Citing attacks on women around the world on their nightly trudge to to relieve themselves, she added: "Without access to water and sanitation, we cannot improve health and education."

Stockholm's Mayor Sten Nordin, in welcoming remarks, recalled that when a toilet was installed in the Swedish royal palace in 1770, the public at the time considered it something unnecessarily extravagant. Other keynote speakers at the conference include Malagasy President Marc Ravalomanana, and this year's winner of the Stockholm Water Prize, British Professor John Anthony Allan.
At a special seminar in Stockholm on the eve of the convention, UN-HABITAT warned that millions people around the world still lacked access to basic sanitation.

To reach the sanitation target of the Johannesburg Plan of Action of halving the proportion of people without access to sanitation, UN-HABITAT reported at a seminar in Stockholm experts told a seminar in Stockholm that to reach the target an additional 1.47 billion people would have get access to basic sanitation before 2015.

The seminar was chaired by Mr. Bert Diphoorn, Acting Director of UN-HABITAT´s Human Settlements Financing Division.
"As a whole this target means doubling the rate of progress of the last decade in rural areas," he said. "For urban areas, it means even more – since it is here that the current numbers almost certainly underestimate the lack of access experienced by slum dwellers and those who live on the margins of cities and towns."

The agency reported that official statistics suggest that somewhere in the order of 2.4 billion do not have access to 'improved' sanitation. Eighty percent (1.9 billion) live in Asia, 13 percent (0.3 billion) in Africa, and 5 percent (0.1 billion) in Latin America and the Caribbean. Speakers at the session included Ms.
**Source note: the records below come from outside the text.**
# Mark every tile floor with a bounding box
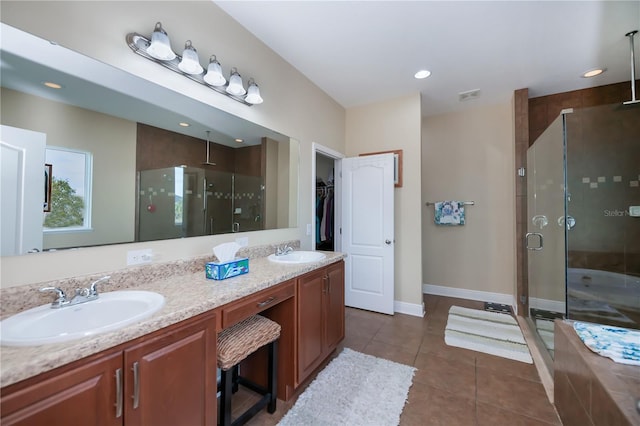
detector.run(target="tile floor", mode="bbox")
[234,295,562,426]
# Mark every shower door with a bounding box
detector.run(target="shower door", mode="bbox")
[525,115,566,357]
[566,104,640,328]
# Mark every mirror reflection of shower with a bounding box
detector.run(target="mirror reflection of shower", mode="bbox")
[136,166,265,241]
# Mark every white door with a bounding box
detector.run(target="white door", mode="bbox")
[341,154,394,315]
[0,126,46,256]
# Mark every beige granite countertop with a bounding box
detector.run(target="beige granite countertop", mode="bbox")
[0,248,345,387]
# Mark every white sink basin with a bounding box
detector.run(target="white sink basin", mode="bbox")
[0,290,164,346]
[268,250,327,263]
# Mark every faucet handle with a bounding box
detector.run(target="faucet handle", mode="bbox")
[39,287,67,306]
[89,275,111,296]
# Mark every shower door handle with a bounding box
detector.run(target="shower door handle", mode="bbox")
[524,232,544,251]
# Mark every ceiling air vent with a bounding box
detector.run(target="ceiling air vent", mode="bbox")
[458,89,480,102]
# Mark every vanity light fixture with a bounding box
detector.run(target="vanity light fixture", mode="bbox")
[126,22,264,106]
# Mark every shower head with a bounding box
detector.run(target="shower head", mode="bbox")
[623,30,640,105]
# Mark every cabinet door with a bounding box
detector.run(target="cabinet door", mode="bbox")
[325,262,344,352]
[0,352,123,426]
[124,314,217,426]
[296,269,326,384]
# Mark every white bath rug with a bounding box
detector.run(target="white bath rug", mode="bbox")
[278,348,416,426]
[444,306,533,364]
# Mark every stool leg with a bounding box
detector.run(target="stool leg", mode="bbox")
[220,368,233,426]
[267,340,278,414]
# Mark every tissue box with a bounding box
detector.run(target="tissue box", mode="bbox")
[205,257,249,280]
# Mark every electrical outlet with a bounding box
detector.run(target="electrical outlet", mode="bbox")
[127,249,153,266]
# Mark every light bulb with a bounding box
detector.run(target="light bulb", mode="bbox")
[147,22,176,61]
[204,55,227,86]
[227,68,247,96]
[244,78,264,104]
[178,40,204,74]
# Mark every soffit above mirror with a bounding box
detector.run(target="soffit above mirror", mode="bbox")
[0,23,289,147]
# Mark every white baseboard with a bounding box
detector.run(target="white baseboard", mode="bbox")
[422,284,515,308]
[529,297,566,314]
[393,300,424,318]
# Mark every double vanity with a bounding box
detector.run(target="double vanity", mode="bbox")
[0,246,345,425]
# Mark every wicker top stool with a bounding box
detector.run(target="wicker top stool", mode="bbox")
[218,315,281,426]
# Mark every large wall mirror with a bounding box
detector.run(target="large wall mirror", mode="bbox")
[0,24,299,256]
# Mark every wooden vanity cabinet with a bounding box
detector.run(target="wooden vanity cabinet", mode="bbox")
[296,261,344,386]
[0,313,217,426]
[0,352,122,426]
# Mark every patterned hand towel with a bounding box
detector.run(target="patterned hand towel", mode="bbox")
[434,201,464,225]
[573,321,640,366]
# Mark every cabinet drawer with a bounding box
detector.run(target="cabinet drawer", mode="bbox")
[222,280,295,328]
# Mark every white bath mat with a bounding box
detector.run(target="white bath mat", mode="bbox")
[278,348,415,426]
[444,306,533,364]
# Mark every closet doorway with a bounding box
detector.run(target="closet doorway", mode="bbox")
[311,143,344,251]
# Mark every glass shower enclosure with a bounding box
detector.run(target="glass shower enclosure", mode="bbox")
[136,167,264,241]
[525,104,640,358]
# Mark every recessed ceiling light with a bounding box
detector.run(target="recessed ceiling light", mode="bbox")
[42,81,62,89]
[414,70,431,79]
[582,68,607,78]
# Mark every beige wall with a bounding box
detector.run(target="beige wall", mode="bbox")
[0,89,136,249]
[346,93,422,305]
[421,103,516,295]
[0,0,345,287]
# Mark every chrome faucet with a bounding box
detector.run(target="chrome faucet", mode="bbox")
[276,244,293,256]
[40,275,111,309]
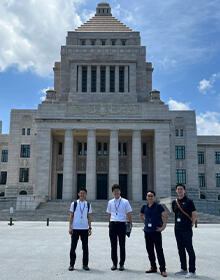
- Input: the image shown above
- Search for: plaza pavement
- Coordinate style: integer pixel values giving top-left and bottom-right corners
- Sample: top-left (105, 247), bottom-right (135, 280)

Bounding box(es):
top-left (0, 222), bottom-right (220, 280)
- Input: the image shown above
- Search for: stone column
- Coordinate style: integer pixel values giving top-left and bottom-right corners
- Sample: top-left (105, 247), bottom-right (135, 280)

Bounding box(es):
top-left (124, 65), bottom-right (128, 92)
top-left (154, 128), bottom-right (171, 198)
top-left (78, 65), bottom-right (82, 92)
top-left (106, 65), bottom-right (110, 92)
top-left (96, 65), bottom-right (100, 92)
top-left (115, 65), bottom-right (119, 93)
top-left (87, 65), bottom-right (91, 92)
top-left (108, 130), bottom-right (119, 198)
top-left (129, 63), bottom-right (136, 93)
top-left (62, 129), bottom-right (73, 200)
top-left (132, 130), bottom-right (142, 201)
top-left (86, 130), bottom-right (96, 200)
top-left (33, 128), bottom-right (51, 198)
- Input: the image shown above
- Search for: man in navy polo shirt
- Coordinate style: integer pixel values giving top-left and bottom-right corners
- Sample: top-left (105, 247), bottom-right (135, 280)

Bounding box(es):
top-left (140, 191), bottom-right (167, 277)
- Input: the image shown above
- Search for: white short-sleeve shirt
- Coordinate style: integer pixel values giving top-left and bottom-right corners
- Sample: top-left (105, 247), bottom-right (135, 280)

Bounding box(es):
top-left (106, 197), bottom-right (132, 222)
top-left (70, 199), bottom-right (92, 229)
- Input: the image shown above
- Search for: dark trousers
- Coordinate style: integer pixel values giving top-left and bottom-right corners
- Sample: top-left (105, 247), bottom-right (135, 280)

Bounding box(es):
top-left (175, 230), bottom-right (196, 273)
top-left (144, 231), bottom-right (166, 272)
top-left (70, 229), bottom-right (89, 266)
top-left (109, 222), bottom-right (126, 266)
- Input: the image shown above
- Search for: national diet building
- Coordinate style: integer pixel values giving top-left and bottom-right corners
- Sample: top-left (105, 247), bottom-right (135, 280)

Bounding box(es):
top-left (0, 2), bottom-right (220, 211)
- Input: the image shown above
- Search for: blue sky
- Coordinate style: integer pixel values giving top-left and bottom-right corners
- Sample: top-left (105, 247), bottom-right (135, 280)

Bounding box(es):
top-left (0, 0), bottom-right (220, 135)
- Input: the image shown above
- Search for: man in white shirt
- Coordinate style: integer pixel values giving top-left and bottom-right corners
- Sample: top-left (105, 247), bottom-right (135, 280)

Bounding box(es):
top-left (106, 184), bottom-right (132, 271)
top-left (69, 188), bottom-right (92, 271)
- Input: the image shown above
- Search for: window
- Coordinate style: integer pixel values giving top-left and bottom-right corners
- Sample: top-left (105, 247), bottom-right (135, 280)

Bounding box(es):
top-left (119, 67), bottom-right (124, 92)
top-left (97, 142), bottom-right (102, 156)
top-left (216, 173), bottom-right (220, 188)
top-left (20, 145), bottom-right (30, 158)
top-left (78, 143), bottom-right (82, 156)
top-left (110, 67), bottom-right (115, 92)
top-left (83, 143), bottom-right (87, 155)
top-left (176, 169), bottom-right (186, 184)
top-left (58, 142), bottom-right (63, 155)
top-left (82, 67), bottom-right (87, 92)
top-left (19, 168), bottom-right (29, 183)
top-left (199, 173), bottom-right (205, 188)
top-left (103, 143), bottom-right (108, 156)
top-left (176, 146), bottom-right (185, 159)
top-left (100, 68), bottom-right (105, 92)
top-left (215, 152), bottom-right (220, 164)
top-left (198, 152), bottom-right (204, 164)
top-left (1, 150), bottom-right (8, 162)
top-left (91, 67), bottom-right (96, 92)
top-left (0, 171), bottom-right (7, 185)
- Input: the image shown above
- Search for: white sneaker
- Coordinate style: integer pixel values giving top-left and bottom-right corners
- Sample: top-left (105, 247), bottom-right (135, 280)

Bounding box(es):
top-left (175, 269), bottom-right (187, 276)
top-left (185, 272), bottom-right (196, 278)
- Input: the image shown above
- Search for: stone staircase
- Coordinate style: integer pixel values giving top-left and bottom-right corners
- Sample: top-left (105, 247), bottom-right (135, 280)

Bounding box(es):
top-left (0, 200), bottom-right (220, 224)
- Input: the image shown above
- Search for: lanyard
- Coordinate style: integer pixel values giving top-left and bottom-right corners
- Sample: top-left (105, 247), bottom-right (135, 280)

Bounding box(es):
top-left (114, 198), bottom-right (121, 215)
top-left (79, 201), bottom-right (86, 219)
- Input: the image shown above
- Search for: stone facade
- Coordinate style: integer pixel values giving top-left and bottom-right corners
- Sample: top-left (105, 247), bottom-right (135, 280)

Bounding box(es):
top-left (0, 3), bottom-right (220, 209)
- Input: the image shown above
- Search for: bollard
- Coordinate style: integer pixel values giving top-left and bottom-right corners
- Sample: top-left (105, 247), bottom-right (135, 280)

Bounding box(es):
top-left (8, 218), bottom-right (14, 226)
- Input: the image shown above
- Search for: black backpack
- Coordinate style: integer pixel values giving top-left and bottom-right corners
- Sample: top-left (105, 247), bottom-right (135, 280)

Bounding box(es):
top-left (73, 201), bottom-right (90, 213)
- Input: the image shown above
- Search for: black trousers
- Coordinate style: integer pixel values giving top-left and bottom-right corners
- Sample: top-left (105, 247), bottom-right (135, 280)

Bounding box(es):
top-left (70, 229), bottom-right (89, 266)
top-left (109, 222), bottom-right (126, 266)
top-left (144, 231), bottom-right (166, 272)
top-left (175, 230), bottom-right (196, 273)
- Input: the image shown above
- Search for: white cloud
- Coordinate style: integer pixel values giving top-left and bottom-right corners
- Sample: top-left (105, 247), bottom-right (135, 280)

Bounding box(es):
top-left (196, 112), bottom-right (220, 135)
top-left (198, 73), bottom-right (220, 94)
top-left (168, 99), bottom-right (190, 110)
top-left (0, 0), bottom-right (84, 76)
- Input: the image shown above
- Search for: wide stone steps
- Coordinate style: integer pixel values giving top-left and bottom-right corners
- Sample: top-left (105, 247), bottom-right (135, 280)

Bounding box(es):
top-left (0, 200), bottom-right (220, 223)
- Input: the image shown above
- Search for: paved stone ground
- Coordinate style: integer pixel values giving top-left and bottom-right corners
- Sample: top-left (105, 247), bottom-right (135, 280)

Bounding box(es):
top-left (0, 222), bottom-right (220, 280)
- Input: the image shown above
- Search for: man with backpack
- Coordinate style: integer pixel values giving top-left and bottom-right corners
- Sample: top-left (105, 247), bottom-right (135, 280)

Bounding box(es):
top-left (69, 188), bottom-right (92, 271)
top-left (140, 191), bottom-right (167, 277)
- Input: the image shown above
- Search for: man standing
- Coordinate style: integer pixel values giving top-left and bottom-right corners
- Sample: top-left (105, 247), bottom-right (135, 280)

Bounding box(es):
top-left (106, 184), bottom-right (132, 271)
top-left (172, 184), bottom-right (197, 278)
top-left (140, 191), bottom-right (167, 277)
top-left (69, 188), bottom-right (92, 271)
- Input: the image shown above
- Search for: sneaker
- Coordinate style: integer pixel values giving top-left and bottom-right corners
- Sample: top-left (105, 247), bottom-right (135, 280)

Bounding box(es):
top-left (185, 272), bottom-right (196, 278)
top-left (145, 267), bottom-right (157, 273)
top-left (175, 269), bottom-right (187, 276)
top-left (161, 271), bottom-right (167, 277)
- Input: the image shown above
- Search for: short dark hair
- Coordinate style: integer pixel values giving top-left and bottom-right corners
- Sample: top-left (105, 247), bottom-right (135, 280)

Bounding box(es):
top-left (146, 190), bottom-right (156, 196)
top-left (176, 183), bottom-right (186, 190)
top-left (78, 187), bottom-right (87, 193)
top-left (112, 184), bottom-right (121, 192)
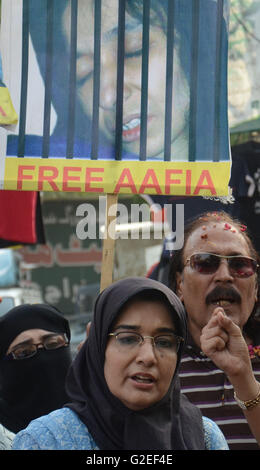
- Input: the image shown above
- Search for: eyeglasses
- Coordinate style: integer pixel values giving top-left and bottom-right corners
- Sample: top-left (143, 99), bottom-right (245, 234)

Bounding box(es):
top-left (108, 331), bottom-right (184, 353)
top-left (185, 253), bottom-right (259, 278)
top-left (5, 335), bottom-right (69, 360)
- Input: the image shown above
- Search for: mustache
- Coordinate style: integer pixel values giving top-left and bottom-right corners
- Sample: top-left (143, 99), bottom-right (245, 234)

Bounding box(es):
top-left (206, 286), bottom-right (241, 305)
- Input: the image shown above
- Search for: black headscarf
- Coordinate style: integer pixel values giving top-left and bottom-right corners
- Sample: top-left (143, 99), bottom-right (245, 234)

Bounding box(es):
top-left (66, 278), bottom-right (205, 450)
top-left (0, 304), bottom-right (72, 433)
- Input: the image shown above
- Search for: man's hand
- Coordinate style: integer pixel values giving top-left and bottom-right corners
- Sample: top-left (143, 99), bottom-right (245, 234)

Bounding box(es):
top-left (200, 307), bottom-right (251, 378)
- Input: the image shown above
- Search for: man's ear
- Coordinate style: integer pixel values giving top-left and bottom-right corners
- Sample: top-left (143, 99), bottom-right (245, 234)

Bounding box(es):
top-left (176, 273), bottom-right (183, 302)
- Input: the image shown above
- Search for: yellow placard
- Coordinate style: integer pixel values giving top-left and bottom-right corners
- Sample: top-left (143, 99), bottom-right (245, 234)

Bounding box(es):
top-left (4, 157), bottom-right (231, 196)
top-left (0, 86), bottom-right (18, 126)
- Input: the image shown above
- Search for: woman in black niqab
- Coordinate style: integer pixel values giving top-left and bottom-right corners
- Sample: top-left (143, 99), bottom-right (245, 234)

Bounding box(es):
top-left (0, 304), bottom-right (72, 433)
top-left (66, 278), bottom-right (205, 450)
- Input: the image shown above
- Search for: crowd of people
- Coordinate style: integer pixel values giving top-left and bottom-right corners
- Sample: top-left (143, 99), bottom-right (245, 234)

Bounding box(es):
top-left (0, 212), bottom-right (260, 450)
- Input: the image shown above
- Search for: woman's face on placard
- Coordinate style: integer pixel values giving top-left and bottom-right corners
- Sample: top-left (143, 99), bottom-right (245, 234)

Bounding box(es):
top-left (63, 0), bottom-right (189, 160)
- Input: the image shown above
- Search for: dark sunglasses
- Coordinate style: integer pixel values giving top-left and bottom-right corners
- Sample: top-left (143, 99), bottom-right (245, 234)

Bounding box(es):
top-left (185, 253), bottom-right (259, 278)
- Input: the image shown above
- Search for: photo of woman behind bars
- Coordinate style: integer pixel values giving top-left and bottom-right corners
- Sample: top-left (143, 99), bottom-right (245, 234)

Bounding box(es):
top-left (6, 0), bottom-right (229, 161)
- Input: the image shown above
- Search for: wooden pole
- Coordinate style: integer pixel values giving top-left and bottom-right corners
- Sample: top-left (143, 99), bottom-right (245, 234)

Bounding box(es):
top-left (100, 194), bottom-right (118, 292)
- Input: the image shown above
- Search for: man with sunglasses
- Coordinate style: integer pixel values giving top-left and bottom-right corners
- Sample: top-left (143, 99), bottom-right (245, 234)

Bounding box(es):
top-left (0, 304), bottom-right (72, 448)
top-left (169, 212), bottom-right (260, 450)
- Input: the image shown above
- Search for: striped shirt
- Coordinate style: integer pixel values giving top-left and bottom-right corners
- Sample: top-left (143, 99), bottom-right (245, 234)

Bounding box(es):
top-left (180, 342), bottom-right (260, 450)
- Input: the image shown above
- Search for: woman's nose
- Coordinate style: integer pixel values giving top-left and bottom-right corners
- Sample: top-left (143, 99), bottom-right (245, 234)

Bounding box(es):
top-left (136, 338), bottom-right (157, 366)
top-left (99, 57), bottom-right (131, 110)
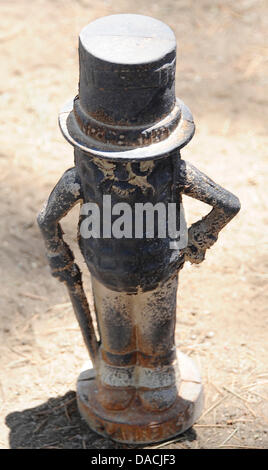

Amy Leung, Director Social Sectors Division of the Asian Development Bank in Manila, Dr. Sara Ahmed, Chairperson, Gender Water Alliance, India.

Meanwhile, a report released on Monday by the International Water Management Institute, said more than half of farmland near 70 percent of cities in developing counties is watered with sewage that threatens to spread epidemics.

"Irrigating with wastewater isn't a rare practice limited to a few of the poorest countries," said Liqa Raschid-Sally, a researcher at the institute. "It's a widespread phenomenon, occurring on 20 million hectares (50 million acres) across the developing world, especially in Asian countries, like China, India and Vietnam, but also around nearly every city of sub-Saharan Africa and in many Latin American cities."
Other experts said that 1.4 million children die every year from diarrhea-related diseases and poor hygiene, and described the global sanitation crisis as "the world's largest environmental problem."

In another word of warning from the Stockholm convention, corruption was cited as a major factor disrupting efforts to increase clean water supplies in poor countries.

Up to 45 percent of costs for providing clean water around the
world go toward corruption said Transparency International Global Programmes Director, Mr. Christiaan Poorter.

He said water production is particularly vulnerable to corruption because it involves large-scale infrastructure projects often burdened by several different ministries and official departments. He said corruption problems in water delivery also existed in member of countries of Paris club of wealthy nations in the Organization for Economic Cooperation and Development.